G7諸国の経済力を結集して世界情勢に決定的な影響を与えるとか、欧米諸国とその同盟国が他の諸国が目指すべき近代の頂点を示していると思い込むなど、かつて欧米諸国がその影響力を永続させるために有効だった戦術は、状況が変われば単純に通用しなくなる。
世界は、西側諸国の手の届かないところに、より多くの意味あるパワーと影響力の中心が増えるという、本当の意味で画期的な変化に直面している。その中には、ロシアや中国のようなライバルだけでなく、インド、トルコ、サウジアラビアのような西側の表向きのパートナーも含まれる。西側諸国にとっては、こうした変化に耐えるだけでは十分ではなく、世界的な影響力を維持するために積極的に行動する必要がある。
西側諸国民の中には、世界大戦や冷戦からインスピレーションを得たいと考える者もいる。これらは、西洋と非西洋の人々の間に存在する過去の険悪な関係から歴史的なフォーカスを得ている、進化しつつある「ウエストレス」の時代にはふさわしくない類推である。
ポストコロニアルの憤りは、非西洋的な時代において新たな意味を持ちうる。それは、前世紀における服従の記憶からだけでなく、独立後の世界情勢における補助的地位を保持することによっても生じている。具体的な例を挙げれば、フランスは近年、西アフリカにおける影響力を維持するのに苦労している。マリやニジェールといった国々では、地元の人々がかつての植民地支配者を熱心に追い出しているからだ。

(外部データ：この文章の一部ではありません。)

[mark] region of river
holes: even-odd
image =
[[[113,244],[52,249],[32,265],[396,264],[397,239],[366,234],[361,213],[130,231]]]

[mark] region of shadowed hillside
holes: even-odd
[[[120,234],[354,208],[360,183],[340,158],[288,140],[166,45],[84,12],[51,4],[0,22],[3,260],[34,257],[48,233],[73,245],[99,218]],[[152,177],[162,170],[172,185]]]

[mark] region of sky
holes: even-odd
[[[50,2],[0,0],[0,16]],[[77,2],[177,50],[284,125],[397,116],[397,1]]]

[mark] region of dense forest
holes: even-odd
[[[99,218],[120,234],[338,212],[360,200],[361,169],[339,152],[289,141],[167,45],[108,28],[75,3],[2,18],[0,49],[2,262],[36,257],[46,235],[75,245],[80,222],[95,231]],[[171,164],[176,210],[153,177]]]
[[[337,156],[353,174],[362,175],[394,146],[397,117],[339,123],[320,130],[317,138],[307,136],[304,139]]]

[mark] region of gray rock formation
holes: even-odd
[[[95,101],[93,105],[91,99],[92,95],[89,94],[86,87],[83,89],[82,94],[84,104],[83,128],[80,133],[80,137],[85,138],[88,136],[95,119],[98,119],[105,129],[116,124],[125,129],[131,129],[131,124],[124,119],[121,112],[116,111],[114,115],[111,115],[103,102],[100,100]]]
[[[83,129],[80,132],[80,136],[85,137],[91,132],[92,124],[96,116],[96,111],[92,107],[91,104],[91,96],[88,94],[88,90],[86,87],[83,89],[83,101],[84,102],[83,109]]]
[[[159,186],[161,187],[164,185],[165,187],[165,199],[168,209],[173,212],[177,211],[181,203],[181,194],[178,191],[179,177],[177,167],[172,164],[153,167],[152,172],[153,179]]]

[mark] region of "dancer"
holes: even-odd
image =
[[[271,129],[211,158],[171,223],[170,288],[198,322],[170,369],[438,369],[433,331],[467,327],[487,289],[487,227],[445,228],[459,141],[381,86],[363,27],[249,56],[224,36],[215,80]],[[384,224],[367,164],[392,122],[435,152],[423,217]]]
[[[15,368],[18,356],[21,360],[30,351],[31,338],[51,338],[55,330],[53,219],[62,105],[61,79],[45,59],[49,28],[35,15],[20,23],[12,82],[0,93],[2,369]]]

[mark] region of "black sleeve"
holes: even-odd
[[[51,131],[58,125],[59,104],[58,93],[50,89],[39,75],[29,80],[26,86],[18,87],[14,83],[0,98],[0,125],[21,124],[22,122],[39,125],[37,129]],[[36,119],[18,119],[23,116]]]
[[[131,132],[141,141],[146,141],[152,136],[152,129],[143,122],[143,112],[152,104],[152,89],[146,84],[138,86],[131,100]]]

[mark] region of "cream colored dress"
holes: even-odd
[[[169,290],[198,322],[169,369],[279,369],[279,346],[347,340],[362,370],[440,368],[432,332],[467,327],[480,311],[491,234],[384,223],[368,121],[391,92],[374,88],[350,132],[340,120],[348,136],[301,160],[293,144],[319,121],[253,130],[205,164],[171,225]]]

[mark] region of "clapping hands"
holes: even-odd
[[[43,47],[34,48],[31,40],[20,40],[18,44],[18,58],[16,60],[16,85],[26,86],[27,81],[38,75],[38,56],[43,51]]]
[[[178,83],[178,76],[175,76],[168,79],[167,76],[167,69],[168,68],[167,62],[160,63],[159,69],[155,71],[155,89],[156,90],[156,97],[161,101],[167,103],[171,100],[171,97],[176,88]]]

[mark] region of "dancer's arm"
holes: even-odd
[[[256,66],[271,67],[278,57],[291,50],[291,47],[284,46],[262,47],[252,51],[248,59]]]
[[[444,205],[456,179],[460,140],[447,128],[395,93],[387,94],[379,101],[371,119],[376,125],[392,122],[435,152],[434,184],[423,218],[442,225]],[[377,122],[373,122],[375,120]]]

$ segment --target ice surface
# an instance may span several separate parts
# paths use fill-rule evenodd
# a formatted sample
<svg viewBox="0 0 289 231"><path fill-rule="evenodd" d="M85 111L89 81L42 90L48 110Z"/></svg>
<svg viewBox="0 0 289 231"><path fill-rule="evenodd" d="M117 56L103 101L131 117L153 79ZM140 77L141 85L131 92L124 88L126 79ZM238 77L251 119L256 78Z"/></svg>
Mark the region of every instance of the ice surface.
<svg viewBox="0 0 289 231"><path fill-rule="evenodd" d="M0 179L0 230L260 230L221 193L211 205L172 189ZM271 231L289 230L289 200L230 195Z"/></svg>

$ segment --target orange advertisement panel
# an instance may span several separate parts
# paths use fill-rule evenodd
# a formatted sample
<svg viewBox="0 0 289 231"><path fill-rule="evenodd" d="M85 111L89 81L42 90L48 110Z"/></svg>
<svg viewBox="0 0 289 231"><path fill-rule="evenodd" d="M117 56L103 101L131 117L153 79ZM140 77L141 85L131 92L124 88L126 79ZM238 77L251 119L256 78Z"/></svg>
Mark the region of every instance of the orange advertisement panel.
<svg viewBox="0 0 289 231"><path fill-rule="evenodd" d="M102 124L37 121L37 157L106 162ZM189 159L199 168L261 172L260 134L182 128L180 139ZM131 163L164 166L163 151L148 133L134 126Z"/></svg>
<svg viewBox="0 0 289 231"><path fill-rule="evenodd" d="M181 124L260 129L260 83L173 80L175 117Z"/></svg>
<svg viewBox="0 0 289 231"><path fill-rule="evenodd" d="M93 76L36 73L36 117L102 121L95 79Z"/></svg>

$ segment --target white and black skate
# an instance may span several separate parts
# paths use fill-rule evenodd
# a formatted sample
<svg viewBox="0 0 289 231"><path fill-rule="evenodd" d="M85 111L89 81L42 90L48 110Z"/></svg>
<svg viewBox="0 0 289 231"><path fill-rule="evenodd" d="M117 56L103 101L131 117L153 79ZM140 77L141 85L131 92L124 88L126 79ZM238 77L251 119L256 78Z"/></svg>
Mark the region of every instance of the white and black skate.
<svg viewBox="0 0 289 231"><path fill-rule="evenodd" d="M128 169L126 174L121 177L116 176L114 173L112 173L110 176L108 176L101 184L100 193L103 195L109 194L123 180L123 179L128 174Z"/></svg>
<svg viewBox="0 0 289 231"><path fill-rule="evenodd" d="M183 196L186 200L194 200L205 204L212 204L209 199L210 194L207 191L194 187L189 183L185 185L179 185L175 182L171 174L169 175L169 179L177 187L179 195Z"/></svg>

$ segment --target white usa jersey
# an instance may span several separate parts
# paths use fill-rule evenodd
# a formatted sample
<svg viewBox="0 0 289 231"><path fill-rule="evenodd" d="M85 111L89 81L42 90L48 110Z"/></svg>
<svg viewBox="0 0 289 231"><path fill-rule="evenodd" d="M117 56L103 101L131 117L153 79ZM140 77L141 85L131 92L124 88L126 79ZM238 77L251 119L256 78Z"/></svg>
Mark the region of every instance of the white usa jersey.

より一般的な例としては、10月7日のハマスによるガザ攻撃後、西側諸国の政府がイスラエルを支援したことで世界的な批判にさらされた。このような批判は、時に「入植者の植民地主義に抵抗する」という言葉を用いて、イスラエルとそれを支持する米国やその他の西側諸国を批判した。
このような批判を封じ込めようとする人々には警告を発するべきだ。世界情勢を形成する声の多様性は、今後ますます高まるだろう。南アフリカがハーグの国際司法裁判所にイスラエルの戦争遂行を提訴し、他の多くの国々から支持を集めたとき、私たちは世界情勢の未来を垣間見た。
世界情勢には出来事があり、そしてトレンドがある。多くのオブザーバーは前者に固執しすぎている。